Fabienne VERDIER

Désapprendre pour parvenir à une totale liberté intérieure. Vous, Fabienne, pensez-vous avoir conquis cette liberté que tout calligraphe se doit d'atteindre?
On ne conquiert pas cette liberté-là, elle naît en vous un matin d'hiver.
Je n'ose pas dire "calligraphe". Finissons-en avec cette appellation prétentieuse qui ne donne pas à entendre la formation que j'ai reçue auprès des vieux maîtres chinois. Je pratique cet art martial depuis l'âge de vingt ans pour servir l'être que je suis devenue et la peinture.
Vous avez raison, il faut bien trente ans de pratique acharnée pour ressentir l'amorce d'une libération du corps et du mental à l'oeuvre. Je découvre seulement ces premières saveurs inestimables dans l'acte de peindre. Combien de morts, de renaissances m'a-t-il fallu traverser pour qu'une once de liberté, d'authenticité et de vérité apparaisse au bout de mon pinceau. Les métamorphoses ont été violentes, les constructions de chrysalides nombreuses, avant que je devienne ce papillon butinant l'instant.

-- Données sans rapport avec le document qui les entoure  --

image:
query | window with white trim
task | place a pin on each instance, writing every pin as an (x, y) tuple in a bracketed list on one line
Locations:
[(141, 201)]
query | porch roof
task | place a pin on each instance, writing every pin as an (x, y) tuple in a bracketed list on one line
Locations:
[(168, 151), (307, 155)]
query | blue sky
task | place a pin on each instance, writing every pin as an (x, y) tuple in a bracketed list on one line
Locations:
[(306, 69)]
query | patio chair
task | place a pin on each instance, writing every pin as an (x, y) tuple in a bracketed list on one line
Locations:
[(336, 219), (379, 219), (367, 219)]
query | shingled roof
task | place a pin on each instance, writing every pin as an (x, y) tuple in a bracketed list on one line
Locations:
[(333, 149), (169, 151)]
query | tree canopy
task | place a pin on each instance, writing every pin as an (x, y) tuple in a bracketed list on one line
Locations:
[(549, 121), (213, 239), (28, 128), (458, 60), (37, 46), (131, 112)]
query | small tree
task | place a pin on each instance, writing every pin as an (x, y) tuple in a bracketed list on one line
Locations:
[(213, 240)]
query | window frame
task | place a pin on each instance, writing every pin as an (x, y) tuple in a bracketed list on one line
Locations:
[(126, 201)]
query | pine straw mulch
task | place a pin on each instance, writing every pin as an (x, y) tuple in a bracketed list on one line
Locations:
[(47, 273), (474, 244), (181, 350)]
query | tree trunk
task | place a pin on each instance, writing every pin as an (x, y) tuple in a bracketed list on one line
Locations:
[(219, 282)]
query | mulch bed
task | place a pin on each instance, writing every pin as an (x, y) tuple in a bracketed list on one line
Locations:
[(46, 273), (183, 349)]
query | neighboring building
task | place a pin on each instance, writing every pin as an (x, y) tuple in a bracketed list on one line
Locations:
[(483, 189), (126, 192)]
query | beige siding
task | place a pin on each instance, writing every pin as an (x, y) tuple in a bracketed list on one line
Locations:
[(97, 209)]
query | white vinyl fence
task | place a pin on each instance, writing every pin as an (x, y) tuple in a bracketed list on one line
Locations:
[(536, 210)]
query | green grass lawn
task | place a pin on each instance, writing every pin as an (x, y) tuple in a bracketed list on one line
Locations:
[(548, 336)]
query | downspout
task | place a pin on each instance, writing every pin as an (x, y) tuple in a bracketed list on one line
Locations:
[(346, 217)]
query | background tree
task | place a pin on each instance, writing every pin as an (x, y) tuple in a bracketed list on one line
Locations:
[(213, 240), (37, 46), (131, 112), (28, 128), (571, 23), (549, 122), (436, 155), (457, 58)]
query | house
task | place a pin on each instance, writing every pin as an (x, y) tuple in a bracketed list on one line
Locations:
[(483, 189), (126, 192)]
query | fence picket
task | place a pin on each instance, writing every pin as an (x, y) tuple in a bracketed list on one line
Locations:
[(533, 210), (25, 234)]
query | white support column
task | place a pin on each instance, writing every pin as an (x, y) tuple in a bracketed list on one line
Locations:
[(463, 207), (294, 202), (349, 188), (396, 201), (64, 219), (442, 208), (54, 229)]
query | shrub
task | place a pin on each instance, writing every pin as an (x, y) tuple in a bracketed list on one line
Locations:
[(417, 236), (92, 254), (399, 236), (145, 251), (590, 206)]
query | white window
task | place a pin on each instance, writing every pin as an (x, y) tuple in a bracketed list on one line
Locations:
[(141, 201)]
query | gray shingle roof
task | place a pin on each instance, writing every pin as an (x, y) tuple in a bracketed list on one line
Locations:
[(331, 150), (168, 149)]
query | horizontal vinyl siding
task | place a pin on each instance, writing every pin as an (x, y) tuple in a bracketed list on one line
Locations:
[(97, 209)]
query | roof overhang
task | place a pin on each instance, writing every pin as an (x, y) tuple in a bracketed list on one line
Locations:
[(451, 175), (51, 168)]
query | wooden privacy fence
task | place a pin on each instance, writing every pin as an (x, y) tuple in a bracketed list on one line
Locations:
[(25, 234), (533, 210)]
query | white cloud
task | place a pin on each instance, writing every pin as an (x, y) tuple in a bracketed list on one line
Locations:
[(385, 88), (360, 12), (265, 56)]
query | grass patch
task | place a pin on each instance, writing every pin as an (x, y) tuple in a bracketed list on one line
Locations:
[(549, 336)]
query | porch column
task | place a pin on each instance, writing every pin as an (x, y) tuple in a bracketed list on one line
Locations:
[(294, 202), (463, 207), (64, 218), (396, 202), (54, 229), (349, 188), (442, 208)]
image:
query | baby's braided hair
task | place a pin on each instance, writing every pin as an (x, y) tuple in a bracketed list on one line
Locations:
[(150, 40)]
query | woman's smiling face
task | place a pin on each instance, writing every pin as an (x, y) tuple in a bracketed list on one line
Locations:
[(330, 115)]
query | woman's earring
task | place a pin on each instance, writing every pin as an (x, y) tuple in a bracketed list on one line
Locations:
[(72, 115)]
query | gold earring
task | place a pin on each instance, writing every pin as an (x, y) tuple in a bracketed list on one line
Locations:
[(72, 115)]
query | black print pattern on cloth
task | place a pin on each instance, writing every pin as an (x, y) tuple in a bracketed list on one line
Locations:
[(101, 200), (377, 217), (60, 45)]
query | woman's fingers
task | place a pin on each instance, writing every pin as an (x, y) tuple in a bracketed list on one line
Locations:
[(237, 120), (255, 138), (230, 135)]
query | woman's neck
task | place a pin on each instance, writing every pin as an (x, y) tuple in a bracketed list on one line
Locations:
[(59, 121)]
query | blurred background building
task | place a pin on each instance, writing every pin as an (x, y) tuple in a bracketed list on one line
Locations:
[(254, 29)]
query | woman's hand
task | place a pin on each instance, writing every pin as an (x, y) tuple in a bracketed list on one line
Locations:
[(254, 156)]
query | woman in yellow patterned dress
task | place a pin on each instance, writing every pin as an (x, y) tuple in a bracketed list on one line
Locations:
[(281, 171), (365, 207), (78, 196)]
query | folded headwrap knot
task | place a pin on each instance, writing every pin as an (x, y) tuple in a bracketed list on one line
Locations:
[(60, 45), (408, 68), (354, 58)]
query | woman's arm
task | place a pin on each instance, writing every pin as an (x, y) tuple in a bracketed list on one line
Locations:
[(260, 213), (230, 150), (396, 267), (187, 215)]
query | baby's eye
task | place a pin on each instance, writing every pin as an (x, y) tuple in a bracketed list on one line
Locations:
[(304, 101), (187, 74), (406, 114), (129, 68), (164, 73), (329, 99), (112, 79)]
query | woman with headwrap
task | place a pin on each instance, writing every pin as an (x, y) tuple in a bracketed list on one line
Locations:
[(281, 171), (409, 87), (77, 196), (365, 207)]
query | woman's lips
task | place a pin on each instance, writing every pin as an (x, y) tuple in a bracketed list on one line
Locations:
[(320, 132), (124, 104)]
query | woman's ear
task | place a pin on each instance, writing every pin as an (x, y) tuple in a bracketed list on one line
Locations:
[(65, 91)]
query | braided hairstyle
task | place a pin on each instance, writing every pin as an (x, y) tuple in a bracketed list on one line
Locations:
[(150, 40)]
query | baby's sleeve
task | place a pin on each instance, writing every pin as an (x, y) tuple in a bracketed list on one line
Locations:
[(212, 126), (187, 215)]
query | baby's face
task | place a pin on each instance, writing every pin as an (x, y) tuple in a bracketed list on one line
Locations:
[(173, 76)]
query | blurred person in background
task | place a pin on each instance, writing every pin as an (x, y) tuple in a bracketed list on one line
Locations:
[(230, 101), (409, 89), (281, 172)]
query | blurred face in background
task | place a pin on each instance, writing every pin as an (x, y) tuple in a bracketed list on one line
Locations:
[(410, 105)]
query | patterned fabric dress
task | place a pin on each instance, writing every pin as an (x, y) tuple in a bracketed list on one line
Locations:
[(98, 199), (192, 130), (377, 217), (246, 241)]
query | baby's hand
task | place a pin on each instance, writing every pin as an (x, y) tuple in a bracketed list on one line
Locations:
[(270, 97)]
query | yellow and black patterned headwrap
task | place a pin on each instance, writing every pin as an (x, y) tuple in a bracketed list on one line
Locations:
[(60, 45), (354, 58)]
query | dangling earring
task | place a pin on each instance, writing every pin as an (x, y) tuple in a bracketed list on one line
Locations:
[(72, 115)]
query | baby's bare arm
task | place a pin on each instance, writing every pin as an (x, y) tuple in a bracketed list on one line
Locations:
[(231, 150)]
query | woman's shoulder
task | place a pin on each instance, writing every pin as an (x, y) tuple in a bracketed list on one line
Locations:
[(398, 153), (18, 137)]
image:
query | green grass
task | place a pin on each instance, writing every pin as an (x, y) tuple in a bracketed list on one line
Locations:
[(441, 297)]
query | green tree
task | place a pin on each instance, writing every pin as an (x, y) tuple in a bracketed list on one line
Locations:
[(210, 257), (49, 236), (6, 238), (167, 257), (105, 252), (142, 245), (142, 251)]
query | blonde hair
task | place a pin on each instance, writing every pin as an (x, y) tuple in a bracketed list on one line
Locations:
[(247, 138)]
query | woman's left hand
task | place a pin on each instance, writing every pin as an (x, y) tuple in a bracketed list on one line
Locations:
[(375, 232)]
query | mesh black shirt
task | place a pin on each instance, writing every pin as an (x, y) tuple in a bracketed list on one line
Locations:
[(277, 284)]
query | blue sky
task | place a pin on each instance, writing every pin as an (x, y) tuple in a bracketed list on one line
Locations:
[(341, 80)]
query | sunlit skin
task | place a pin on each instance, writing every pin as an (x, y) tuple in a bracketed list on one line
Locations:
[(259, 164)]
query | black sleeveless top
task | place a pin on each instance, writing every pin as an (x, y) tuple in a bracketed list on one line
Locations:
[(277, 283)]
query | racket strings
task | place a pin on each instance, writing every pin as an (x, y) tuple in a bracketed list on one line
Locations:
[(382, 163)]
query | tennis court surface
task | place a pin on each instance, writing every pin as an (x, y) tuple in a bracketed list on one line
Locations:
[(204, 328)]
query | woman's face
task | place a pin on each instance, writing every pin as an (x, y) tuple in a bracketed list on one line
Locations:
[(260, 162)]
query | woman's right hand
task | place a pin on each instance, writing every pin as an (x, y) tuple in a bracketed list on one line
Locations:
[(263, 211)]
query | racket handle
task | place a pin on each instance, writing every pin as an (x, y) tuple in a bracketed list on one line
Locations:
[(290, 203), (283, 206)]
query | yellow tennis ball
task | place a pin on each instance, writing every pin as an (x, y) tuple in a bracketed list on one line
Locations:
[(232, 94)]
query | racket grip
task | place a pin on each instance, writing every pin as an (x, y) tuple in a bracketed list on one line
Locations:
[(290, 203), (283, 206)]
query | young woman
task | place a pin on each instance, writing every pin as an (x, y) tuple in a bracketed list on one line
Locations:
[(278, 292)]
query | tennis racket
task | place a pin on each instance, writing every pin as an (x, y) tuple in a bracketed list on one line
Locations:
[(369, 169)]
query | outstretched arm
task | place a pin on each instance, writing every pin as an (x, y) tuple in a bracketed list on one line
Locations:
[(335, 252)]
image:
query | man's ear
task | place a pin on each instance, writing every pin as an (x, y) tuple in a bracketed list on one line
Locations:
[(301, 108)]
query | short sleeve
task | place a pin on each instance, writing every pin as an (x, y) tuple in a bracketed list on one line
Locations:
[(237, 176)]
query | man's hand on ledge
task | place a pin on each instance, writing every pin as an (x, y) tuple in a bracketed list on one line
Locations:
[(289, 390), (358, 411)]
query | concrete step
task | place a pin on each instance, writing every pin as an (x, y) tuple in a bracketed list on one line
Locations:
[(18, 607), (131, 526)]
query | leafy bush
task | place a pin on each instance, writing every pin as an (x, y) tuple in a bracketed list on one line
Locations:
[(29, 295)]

La peinture exige cet autre état de conscience pour agir à partir de l'essence. Un sans-vouloir naturel, libéré de la pensée raisonnante, de la raison analytique, des dogmes moraux, des automatismes de perfection, de la préoccupation des apparences. Il s'agit bien de tout oublier de cet état d'être là. Tout oublier jusqu'à l'abandon du moi pour un temps. Oublier ce que l'on veut être, car c'est un frein au destin. Oublier ce que l'on croit être car c'est une prison qui ne nous laisse que peu de chances de découvrir nos territoires inconnus.
Cherchez-vous parfois à ce que certaines de vos toiles donnent une impression d'inachevé?
"L'inachevé" est la porte d'accès secrète au voyage poétique de la peinture. Si je m'engage dans une certitude, j'échoue lamentablement. L'encre n'écoute pas cette volonté-là. J'ai du mal avec la peinture imitative, je cherche plutôt la magie pure, la force évocatrice de l'esprit. J'ai encore plus de mal avec l'artiste qui transcrit la laideur par la laideur, la bêtise par la bêtise, la beauté par la beauté, la destruction par la destruction, la nausée par la nausée ! Comment solliciter la rêverie d'autrui par cette voie primaire ? Le début de l'aventure, c'est peut-être quand on a plus que son regard intérieur pour construire.
En peignant à grands traits d'encre avec une certaine ivresse, le corps retrouve de lui-même l'élan originel. Par l'ampleur, la fluidité du geste, le tableau physique (le chassis ) ne peut contenir cette énergie et je prends grand plaisir à sortir du cadre avec le pinceau, à vouloir que le contemplatif continue le voyage au-delà de la forme concrète de l'oeuvre. L'oeuvre n'est que l'île de départ pour la grande randonnée.